– Я же уже извинилась! – Оксана повысила тон, оборачиваясь к Анне.
– А мне что? – отозвалась та и почувствовала комок горечи в горле. Этот ужасный привкус мог заглушить только никотин. Захотелось курить. – Убирай стекло и сама убирайся! Мне еще дежурить всю ночь! Никакого отдыха.
– А что вы раскомандовались вдруг? – прошипела медсестра. – Вы забыли, что вы тоже медицинская сестра, а не врач, как когда-то давно?!
Анна с нескрываемым отвращением посмотрела на нее, а та уже бросила осколки обратно на пол и поднялась на ноги.
– Оксана, что ты себе позволяешь?
– Это вы что себе позволяете? Мало того, что пьете постоянно на рабочем месте, так еще и работу свою не выполняете! Абрамову из третьей палаты раствор внутривенно нужно было ввести еще час назад. Это должны были сделать вы, а заниматься приходится мне! Почему?
– Замолчи! – Анну затрясло, она сжала кулаки и прошептала сквозь зубы: – Да ты мне в дочери годишься, не смей так со мной разговаривать!
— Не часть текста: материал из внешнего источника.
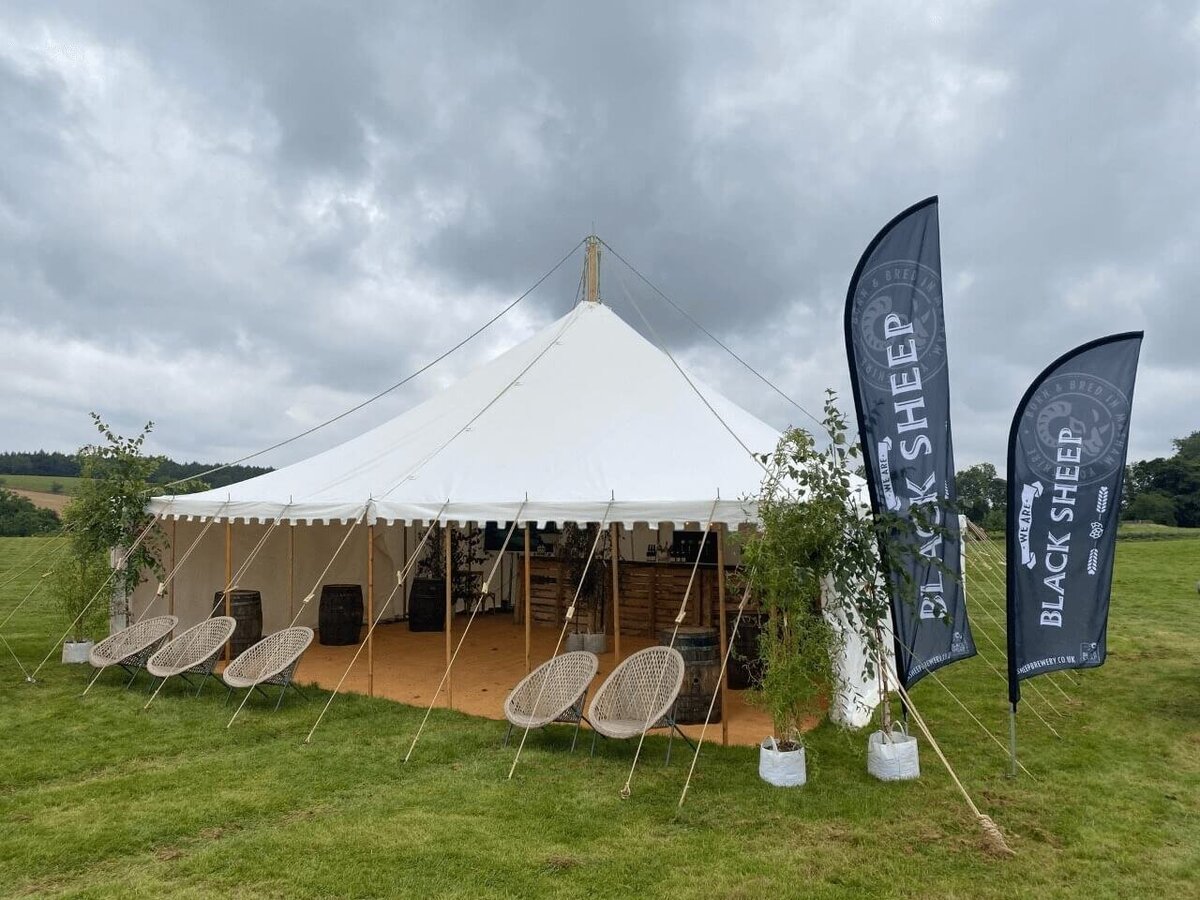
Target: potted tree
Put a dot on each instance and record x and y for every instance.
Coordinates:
(808, 564)
(75, 586)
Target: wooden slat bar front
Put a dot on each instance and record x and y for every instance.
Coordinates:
(651, 594)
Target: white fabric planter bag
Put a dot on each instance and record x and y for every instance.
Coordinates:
(76, 653)
(781, 768)
(893, 757)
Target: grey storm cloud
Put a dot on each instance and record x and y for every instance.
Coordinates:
(241, 220)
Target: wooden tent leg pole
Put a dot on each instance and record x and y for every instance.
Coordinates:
(370, 611)
(449, 629)
(171, 591)
(292, 571)
(723, 628)
(616, 593)
(228, 579)
(528, 605)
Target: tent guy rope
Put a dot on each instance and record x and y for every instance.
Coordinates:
(567, 623)
(462, 639)
(385, 391)
(241, 570)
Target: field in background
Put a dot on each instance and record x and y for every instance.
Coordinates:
(101, 798)
(41, 484)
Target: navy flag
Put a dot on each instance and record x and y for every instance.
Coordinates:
(895, 340)
(1066, 469)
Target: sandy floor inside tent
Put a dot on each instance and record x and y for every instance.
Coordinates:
(408, 667)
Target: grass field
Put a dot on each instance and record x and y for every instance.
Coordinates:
(42, 484)
(99, 798)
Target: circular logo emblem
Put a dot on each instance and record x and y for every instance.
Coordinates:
(1078, 406)
(897, 319)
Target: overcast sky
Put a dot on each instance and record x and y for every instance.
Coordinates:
(238, 220)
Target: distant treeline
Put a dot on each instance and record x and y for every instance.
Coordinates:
(41, 462)
(21, 519)
(1164, 491)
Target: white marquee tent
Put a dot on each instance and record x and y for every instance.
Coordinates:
(583, 413)
(586, 421)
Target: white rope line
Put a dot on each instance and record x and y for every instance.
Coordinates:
(984, 822)
(683, 312)
(996, 741)
(995, 622)
(310, 597)
(479, 603)
(401, 579)
(490, 403)
(195, 544)
(37, 558)
(945, 687)
(383, 393)
(120, 565)
(312, 593)
(683, 611)
(567, 623)
(41, 580)
(684, 375)
(712, 702)
(996, 559)
(193, 637)
(16, 658)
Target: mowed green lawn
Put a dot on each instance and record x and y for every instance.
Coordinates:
(100, 798)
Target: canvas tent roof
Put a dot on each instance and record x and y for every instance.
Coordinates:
(582, 414)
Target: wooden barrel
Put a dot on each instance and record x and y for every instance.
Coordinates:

– Знаю я про вашу дочь, тоже мне мать нашлась! – Оксана нагло хмыкнула. – Брошенный никому не нужный подросток. Она у вас и пьет и курит, шастает по ночам. Конечно, есть с кого пример брать!
– Заткнись!
– А то что? Пожалуетесь на меня заведующему отделением? Да, пожалуйста! А может я вообще, первая это сделаю! – Оксана вылетела из комнаты, громко хлопнув дверью.
Анна, поддалась порыву, бросилась следом, но остановившись посреди темного коридора, облокотилась о стену и медленно сползла на пол. Хотелось рыдать, но слез не было. Она закрыла глаза, а в ушах вдруг треск ламп сменился голосом дочери:
– Мам, до первого сентября месяц остался…К учебе будем готовиться?
Анна открыла глаза: пред глазами круги, темный и без того коридор погрузился во тьму.
– Будем, дочка, будем, – тихо прошептала она, вспоминая утренний разговор с дочерью…
…Анна вошла на кухню, поправляя на голове бигуди, муж и дочь уже сидели за столом.
– Чего ты так рано встала? – спросила она у дочери, присаживаясь за стол.
– Чай налить? – вместо ответа спросила Маша и уже потянулась к чайнику.
На кухне прибрано, но она точно помнила – ночью весь стол был заставлен грязной посудой. Анна обернулась и, как и предполагала у двери увидела несколько мусорных пакетов, забитых до верха. Дочь прибралась.
– Ты вчера во сколько пришла?
– В полночь. – Ответила Маша, поставив перед матерью кружку с чаем.
– Ясно. – Анна сделала глоток, задумалась, опустив голову.
Маша взяла с тарелки печенье, поскребла тонким пальцем край слегка облупившегося блюдца, сказала:
– Треснутую посуду нельзя держать в доме.
– А то что? – мать усмехнулась, вырванная из размышлений.
Маша пожала плечами:
– Жизнь будет с трещиной.
– Она и так с трещинами. – Сказал отец, перелистывая газету. – Вон, что в мире творится!
Грубоватый от многолетнего курения смех матери заполнил пространство. Маша улыбнулась, окидывая взглядом мать: еще не старая, но от былой красоты мало чего осталось. А с фотографий, висевших на стене коридора – мать смотрела на нее молодой и красивой, блондинкой с большими зелеными глазами и курносым носом. Да и сейчас глаза матери были все такими же зелеными, но не яркими, как сочная молодая зелень, а тусклыми, как осенние листья, с темными припухшими кругами, почему-то никогда не исчезающими, даже в те редкие, теперь уже, дни, когда мать не пила.
– Скоро сентябрь. – Сказала Маша. – Надо бы к училищу подготовиться.
– Да, кстати, – вновь подал голос отец и посмотрел на время, дрожащими с похмелья руками отложил газету на край стола. – Мне на работу пора. До вечера.